The Internet and Privacy: Regulations in Flux

Published: 3 Nov 2008

Vinnie Aggarwal - Chief Economist, Frost & Sullivan

A survey conducted by IBM in 2007 shows that globally, personal Internet time rivals TV time. Currently, 19 percent of consumer respondents report spending six hours or more a day on the Internet, versus 6 percent reporting the same levels of television viewing. Furthermore, 60 percent report surfing the Web for one to four hours a day, while 66 percent spend comparable time in front of the television screen. (http://www-03.ibm.com/press/us/en/pressrelease/22206.wss)

Perhaps the most significant impact of the Internet for companies has come in the form of advertising. Google has capitalized on this best with its innovative search engine marketing technology, enabling advertisements to come up concurrently with relevant searches. The ability of the Internet to not only provide information to the collective whole, but also to personalize it to a unique individual, means that companies will have to both be creative with their marketing strategy and take advantage of new advances in technology and software to reach their customers.

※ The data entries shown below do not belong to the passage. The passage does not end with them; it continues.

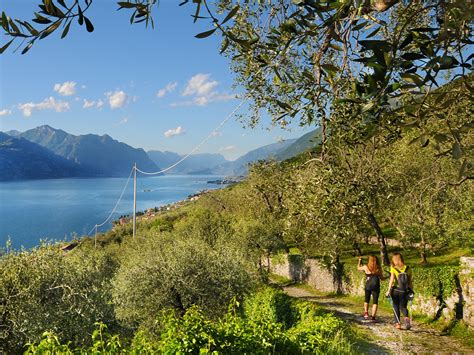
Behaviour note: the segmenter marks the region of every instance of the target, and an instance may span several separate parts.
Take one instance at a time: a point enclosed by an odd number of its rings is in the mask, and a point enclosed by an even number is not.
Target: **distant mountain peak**
[[[107,134],[72,135],[49,125],[18,135],[53,153],[78,163],[89,176],[123,176],[136,162],[148,171],[159,170],[143,149],[119,142]]]

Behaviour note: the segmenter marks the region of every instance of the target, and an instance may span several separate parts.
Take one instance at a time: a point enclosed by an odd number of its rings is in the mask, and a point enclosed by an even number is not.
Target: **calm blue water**
[[[137,211],[186,198],[218,176],[157,176],[137,179]],[[14,248],[31,248],[40,239],[70,239],[87,234],[102,223],[117,202],[126,178],[55,179],[0,182],[0,246],[8,238]],[[151,191],[149,191],[151,190]],[[115,219],[131,214],[133,180],[130,179]],[[114,218],[113,218],[114,219]],[[101,231],[111,227],[104,225]]]

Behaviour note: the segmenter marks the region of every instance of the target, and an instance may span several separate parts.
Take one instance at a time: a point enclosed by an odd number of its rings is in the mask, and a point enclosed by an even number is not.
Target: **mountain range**
[[[24,138],[0,132],[0,180],[50,179],[86,176],[67,160]]]
[[[127,176],[135,162],[143,170],[159,170],[143,149],[133,148],[106,134],[75,136],[50,126],[40,126],[22,133],[10,131],[7,134],[24,138],[75,162],[87,176]]]
[[[314,130],[298,139],[262,146],[234,161],[221,154],[193,154],[166,173],[245,175],[255,161],[286,160],[319,142],[320,131]],[[127,176],[135,162],[142,170],[158,171],[182,158],[169,151],[145,152],[108,135],[76,136],[47,125],[0,132],[0,180]]]

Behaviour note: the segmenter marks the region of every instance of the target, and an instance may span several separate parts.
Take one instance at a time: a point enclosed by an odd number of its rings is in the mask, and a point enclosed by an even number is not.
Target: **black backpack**
[[[397,276],[397,288],[402,291],[408,291],[410,288],[410,276],[408,275],[408,266],[405,268],[405,271],[400,271],[395,269]]]

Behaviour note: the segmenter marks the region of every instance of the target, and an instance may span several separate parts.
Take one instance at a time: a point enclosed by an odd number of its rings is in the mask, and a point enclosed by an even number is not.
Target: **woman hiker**
[[[403,256],[395,253],[392,256],[392,266],[390,268],[390,281],[386,296],[392,298],[393,311],[395,313],[395,327],[402,329],[400,320],[400,311],[405,316],[405,328],[411,328],[410,318],[408,317],[408,300],[413,297],[412,291],[412,272],[410,267],[405,265]]]
[[[362,258],[359,258],[357,270],[365,273],[365,300],[364,300],[364,319],[369,319],[369,303],[372,295],[372,315],[371,319],[375,322],[380,294],[380,280],[383,279],[383,271],[380,267],[379,258],[370,255],[367,265],[362,265]]]

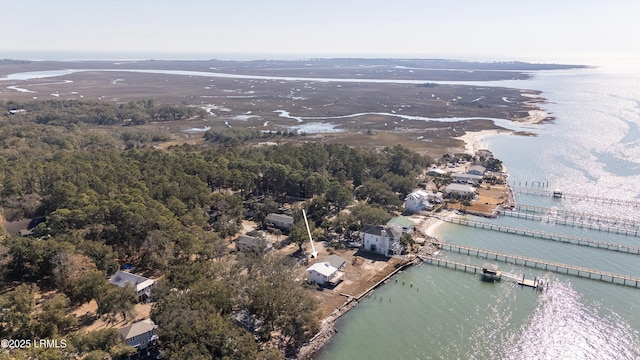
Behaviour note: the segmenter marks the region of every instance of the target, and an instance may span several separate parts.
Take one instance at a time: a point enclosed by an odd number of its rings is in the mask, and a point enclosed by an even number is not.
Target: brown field
[[[467,206],[467,210],[491,214],[498,205],[506,202],[509,202],[507,185],[481,185],[478,198]]]

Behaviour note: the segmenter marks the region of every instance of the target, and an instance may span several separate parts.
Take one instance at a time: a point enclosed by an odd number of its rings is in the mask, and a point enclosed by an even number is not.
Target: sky
[[[3,0],[2,8],[0,58],[640,58],[638,0]]]

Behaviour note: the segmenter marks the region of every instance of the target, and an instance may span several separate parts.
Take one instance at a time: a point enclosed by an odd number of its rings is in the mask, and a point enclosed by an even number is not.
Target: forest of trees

While it is clear that companies will increasingly rely on consumers to tell them what they want (through Internet searches and the like), perhaps less clear are what responsibilities companies have when citizens are blocked from searching for the information that they want. Government censorship of the Internet has increased dramatically, with a 2007 study conducted by OpenNet Initiative finding 25 out of 41 countries surveyed guilty of the act; prominent among them are China, Vietnam, Saudi Arabia, and Singapore. (BBC News, May 18, 2007, Technology.)